Recognizing and respecting anxiety

So I finished the game Celeste today. Well, not counting the free dlc anyway. It was a beautiful experience and one I’ll write about in more detail later. The main point the game makes is that anxiety and/or depression (insecurity) is an important aspect of yourself that is there for a good reason and shouldn’t be ignored just because it might be getting in the way of the thing you want (or the event you fear coming to pass).

In the game, due to the special properties of the mountain the protagonist is trying to climb, that insecurity gets a body and can communicate the way people do.

Real anxiety can’t talk to you. It has trouble understanding what you are doing. It lives in that primal part of the brain that considers your survival the first priority. Since it can’t talk, it uses your emotion to communicate it senses danger. That emotion translates to physical responses in your body. It varies from person to person just how that manifests.

In my case, one of those responses is feeling my body start to become cold. I remember talking about that before in an emotional intelligence class…

I got cut off while I was working on this post. Part of that whole trying to be social despite my anxiety…and somehow trying to find a way to work with it.

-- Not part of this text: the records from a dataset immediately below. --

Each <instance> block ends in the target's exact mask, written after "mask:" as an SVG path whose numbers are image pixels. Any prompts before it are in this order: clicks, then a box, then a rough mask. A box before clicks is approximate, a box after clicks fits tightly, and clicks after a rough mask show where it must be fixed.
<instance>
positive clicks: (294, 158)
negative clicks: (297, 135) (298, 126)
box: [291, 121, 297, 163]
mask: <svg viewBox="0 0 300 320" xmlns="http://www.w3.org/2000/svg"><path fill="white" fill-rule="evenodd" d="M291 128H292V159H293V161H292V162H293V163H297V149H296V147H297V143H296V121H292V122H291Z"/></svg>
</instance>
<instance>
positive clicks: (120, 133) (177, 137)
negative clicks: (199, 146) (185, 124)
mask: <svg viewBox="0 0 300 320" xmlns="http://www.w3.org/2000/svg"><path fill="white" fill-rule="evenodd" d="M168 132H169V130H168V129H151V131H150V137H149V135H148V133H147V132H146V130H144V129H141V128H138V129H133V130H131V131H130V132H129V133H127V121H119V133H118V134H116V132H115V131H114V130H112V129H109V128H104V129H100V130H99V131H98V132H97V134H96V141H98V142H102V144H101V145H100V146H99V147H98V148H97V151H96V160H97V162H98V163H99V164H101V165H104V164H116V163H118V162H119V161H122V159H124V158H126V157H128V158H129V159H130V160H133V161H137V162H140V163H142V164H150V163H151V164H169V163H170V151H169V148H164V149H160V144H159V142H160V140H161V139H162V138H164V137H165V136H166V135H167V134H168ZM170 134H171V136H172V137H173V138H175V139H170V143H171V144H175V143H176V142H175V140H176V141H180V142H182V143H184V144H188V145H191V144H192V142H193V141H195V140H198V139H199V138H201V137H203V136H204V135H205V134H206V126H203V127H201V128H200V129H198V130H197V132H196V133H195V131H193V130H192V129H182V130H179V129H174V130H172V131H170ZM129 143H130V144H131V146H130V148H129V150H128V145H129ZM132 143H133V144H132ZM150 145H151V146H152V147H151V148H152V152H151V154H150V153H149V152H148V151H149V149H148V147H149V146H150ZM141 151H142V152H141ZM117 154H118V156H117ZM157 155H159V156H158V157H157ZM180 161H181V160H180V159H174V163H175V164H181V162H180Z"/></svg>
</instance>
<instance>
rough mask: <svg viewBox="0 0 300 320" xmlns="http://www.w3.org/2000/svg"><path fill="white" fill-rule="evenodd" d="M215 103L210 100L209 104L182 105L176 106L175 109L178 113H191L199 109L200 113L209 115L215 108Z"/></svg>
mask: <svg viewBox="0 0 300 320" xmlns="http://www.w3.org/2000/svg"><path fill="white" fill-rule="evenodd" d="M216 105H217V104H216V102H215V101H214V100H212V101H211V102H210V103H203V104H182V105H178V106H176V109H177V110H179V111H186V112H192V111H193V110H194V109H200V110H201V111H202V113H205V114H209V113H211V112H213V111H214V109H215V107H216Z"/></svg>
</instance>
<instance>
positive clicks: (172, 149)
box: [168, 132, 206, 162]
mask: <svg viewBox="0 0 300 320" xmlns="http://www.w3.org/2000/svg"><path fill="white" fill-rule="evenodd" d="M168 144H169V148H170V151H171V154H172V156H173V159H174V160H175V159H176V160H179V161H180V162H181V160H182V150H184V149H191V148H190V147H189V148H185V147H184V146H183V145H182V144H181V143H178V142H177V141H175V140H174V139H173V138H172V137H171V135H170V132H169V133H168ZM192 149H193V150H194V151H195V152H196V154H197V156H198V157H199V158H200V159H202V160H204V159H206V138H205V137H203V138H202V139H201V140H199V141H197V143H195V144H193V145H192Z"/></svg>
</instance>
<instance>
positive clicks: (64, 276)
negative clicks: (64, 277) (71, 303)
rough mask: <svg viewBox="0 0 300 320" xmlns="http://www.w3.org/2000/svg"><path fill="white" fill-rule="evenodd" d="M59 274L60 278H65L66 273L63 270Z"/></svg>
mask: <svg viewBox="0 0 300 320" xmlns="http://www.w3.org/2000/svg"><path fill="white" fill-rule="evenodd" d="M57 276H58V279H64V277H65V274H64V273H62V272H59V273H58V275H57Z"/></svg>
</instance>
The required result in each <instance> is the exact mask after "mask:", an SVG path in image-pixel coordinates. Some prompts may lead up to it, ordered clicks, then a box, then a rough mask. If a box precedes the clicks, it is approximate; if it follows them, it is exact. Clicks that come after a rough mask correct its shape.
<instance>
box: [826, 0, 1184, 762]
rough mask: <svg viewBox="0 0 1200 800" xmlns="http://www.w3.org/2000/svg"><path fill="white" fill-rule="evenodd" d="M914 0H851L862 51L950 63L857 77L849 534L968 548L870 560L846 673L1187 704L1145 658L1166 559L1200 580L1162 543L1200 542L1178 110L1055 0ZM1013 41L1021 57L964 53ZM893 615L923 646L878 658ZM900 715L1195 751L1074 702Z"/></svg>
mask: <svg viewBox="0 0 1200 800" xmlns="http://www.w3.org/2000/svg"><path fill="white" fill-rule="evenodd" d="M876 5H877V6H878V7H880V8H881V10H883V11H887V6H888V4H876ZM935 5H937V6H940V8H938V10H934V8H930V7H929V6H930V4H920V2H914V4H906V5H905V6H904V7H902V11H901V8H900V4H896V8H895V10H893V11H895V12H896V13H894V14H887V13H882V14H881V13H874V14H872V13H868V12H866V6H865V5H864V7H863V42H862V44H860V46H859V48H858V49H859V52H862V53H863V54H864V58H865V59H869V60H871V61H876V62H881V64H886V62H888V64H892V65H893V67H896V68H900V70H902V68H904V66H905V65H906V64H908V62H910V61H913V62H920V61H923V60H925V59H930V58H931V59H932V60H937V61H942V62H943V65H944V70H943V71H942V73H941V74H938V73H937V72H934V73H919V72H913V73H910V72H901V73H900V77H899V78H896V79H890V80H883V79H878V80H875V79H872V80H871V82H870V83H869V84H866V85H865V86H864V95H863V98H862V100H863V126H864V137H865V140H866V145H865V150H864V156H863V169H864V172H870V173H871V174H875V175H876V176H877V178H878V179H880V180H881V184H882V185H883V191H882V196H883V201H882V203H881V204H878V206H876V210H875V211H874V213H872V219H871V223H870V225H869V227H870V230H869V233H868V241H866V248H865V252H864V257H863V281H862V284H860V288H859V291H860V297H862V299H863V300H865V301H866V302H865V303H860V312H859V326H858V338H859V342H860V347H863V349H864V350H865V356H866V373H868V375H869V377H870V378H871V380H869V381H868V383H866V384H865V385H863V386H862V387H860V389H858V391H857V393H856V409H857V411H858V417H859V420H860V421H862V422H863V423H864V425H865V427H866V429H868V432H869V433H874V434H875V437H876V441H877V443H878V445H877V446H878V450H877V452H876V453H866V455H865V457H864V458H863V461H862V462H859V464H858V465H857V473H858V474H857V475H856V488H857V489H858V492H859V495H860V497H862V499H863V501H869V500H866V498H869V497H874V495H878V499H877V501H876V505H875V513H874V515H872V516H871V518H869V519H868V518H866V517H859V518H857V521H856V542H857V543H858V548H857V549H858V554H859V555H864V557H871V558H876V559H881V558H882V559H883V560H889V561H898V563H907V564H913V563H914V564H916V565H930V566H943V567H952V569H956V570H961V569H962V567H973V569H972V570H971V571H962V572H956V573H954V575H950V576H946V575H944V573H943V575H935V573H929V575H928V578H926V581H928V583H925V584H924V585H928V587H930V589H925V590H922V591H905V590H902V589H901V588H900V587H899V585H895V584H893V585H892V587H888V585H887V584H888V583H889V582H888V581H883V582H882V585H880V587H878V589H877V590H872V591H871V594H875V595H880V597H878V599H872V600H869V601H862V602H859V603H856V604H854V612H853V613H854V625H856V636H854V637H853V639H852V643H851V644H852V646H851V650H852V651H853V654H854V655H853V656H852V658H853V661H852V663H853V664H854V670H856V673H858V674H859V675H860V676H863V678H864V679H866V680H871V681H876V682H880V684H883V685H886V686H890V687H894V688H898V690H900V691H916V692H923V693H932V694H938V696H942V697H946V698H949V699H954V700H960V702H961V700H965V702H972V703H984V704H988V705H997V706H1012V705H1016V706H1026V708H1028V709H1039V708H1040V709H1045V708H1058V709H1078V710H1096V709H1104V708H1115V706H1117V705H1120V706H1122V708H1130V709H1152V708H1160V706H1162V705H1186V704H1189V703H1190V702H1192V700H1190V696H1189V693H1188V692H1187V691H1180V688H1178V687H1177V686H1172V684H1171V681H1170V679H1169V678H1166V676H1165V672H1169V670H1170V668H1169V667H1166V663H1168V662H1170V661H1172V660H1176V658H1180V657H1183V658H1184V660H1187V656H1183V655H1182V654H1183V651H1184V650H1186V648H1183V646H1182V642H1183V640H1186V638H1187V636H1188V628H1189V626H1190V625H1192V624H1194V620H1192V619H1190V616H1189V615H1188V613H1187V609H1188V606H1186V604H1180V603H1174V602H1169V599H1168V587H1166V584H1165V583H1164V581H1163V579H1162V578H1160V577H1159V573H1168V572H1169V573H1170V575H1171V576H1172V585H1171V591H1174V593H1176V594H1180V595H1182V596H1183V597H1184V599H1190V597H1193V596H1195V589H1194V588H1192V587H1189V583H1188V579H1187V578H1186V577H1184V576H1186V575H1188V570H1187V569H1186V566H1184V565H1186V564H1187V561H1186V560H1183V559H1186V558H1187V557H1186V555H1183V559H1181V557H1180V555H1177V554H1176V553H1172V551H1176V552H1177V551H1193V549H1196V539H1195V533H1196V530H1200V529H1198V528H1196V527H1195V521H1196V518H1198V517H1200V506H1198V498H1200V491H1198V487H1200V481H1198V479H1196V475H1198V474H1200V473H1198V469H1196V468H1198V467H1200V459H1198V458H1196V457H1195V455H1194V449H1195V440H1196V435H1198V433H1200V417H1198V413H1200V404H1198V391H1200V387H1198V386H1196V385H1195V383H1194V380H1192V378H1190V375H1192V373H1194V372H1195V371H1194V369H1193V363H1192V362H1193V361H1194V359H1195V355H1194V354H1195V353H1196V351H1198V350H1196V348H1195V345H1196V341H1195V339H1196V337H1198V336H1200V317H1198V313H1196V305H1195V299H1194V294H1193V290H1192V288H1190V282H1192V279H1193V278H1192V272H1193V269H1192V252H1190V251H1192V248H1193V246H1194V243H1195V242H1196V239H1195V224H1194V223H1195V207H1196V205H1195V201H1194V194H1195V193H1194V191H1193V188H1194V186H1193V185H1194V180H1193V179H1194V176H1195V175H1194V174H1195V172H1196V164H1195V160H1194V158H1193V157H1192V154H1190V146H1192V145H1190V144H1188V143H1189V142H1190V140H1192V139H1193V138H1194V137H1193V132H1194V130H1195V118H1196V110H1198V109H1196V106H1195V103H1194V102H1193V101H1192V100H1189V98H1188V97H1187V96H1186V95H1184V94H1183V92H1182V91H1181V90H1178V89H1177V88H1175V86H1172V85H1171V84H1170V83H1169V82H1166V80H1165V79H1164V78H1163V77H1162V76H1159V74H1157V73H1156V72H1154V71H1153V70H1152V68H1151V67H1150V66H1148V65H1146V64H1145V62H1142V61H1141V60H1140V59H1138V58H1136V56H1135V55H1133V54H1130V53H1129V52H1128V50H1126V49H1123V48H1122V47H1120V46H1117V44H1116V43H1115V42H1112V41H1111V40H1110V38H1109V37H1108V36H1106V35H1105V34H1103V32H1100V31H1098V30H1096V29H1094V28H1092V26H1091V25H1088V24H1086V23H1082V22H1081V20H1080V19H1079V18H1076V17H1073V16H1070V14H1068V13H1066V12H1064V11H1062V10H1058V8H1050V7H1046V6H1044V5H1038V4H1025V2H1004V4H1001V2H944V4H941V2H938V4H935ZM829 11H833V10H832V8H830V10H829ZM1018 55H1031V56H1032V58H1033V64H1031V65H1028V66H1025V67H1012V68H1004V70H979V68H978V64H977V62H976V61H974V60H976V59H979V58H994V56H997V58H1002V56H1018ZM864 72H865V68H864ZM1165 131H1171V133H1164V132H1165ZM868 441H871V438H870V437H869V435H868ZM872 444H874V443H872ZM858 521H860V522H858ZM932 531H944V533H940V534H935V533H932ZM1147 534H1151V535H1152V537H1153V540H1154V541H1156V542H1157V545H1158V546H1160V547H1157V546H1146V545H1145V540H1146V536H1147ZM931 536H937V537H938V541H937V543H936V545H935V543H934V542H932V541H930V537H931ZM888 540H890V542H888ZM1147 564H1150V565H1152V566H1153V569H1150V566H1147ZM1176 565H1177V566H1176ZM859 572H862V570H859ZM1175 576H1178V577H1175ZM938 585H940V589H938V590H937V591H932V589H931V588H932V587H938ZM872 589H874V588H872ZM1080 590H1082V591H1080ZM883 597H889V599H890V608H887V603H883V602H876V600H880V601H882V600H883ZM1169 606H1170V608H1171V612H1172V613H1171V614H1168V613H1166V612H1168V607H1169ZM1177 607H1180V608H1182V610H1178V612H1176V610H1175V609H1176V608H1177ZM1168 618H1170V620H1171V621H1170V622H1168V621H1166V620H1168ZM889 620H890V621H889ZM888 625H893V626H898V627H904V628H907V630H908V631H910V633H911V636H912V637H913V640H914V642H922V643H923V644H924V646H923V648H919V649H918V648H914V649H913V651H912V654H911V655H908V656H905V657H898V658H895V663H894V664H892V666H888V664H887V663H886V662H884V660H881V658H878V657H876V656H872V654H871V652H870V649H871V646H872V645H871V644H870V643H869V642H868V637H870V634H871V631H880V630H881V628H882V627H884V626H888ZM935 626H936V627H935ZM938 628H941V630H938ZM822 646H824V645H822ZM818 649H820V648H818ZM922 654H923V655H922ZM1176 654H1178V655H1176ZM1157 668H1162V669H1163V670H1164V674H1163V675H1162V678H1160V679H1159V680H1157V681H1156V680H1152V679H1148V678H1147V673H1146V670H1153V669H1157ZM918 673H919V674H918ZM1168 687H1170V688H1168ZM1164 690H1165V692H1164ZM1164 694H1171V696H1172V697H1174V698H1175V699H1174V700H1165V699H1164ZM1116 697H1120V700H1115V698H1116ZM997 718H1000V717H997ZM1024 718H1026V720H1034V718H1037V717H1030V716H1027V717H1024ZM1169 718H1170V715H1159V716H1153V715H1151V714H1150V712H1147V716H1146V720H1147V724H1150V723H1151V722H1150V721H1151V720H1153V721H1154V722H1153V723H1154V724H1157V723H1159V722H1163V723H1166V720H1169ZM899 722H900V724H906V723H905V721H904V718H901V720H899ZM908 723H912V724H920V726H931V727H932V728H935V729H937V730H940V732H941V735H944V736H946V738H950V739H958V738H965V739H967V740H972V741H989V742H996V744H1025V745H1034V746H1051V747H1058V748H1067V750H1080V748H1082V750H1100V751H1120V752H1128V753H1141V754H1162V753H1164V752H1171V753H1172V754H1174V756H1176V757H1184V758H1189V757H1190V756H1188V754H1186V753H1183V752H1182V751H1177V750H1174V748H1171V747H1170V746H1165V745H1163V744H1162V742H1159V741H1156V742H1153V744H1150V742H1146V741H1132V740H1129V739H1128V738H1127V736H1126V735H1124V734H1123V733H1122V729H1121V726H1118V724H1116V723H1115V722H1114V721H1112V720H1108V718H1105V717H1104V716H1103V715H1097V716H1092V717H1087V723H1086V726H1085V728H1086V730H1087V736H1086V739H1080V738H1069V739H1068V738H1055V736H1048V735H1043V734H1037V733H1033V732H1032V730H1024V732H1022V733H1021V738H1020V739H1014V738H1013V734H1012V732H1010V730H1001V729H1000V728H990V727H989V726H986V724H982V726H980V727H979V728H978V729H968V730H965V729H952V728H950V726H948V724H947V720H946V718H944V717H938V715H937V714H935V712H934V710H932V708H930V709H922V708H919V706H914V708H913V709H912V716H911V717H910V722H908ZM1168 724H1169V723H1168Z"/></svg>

So in addition to that cold sensation, I have started to understand the tension I feel building up in my muscles. Like a coil getting ready to be unleashed. It gets bad when I’m in group situations with a bunch of people I don’t know. I understand better where it comes from. I was picked on and exiled from groups as a kid often. That stuff was traumatizing. That “part of me” is just trying to protect me. It is not an unfounded fear either. People in groups tend to be dicks. I mean just look at the political environment. Tribal political for the lose.

Somehow I need to figure out how to be ok with that anxiety. Maybe I just need to continue to build my self-effiacy in those social scenarios. I need to believe I can survive those situations, and even benefit from them. Small bits of exposure may be the best way. It’ll be slow going, and there will be some bad moments. But I can do this.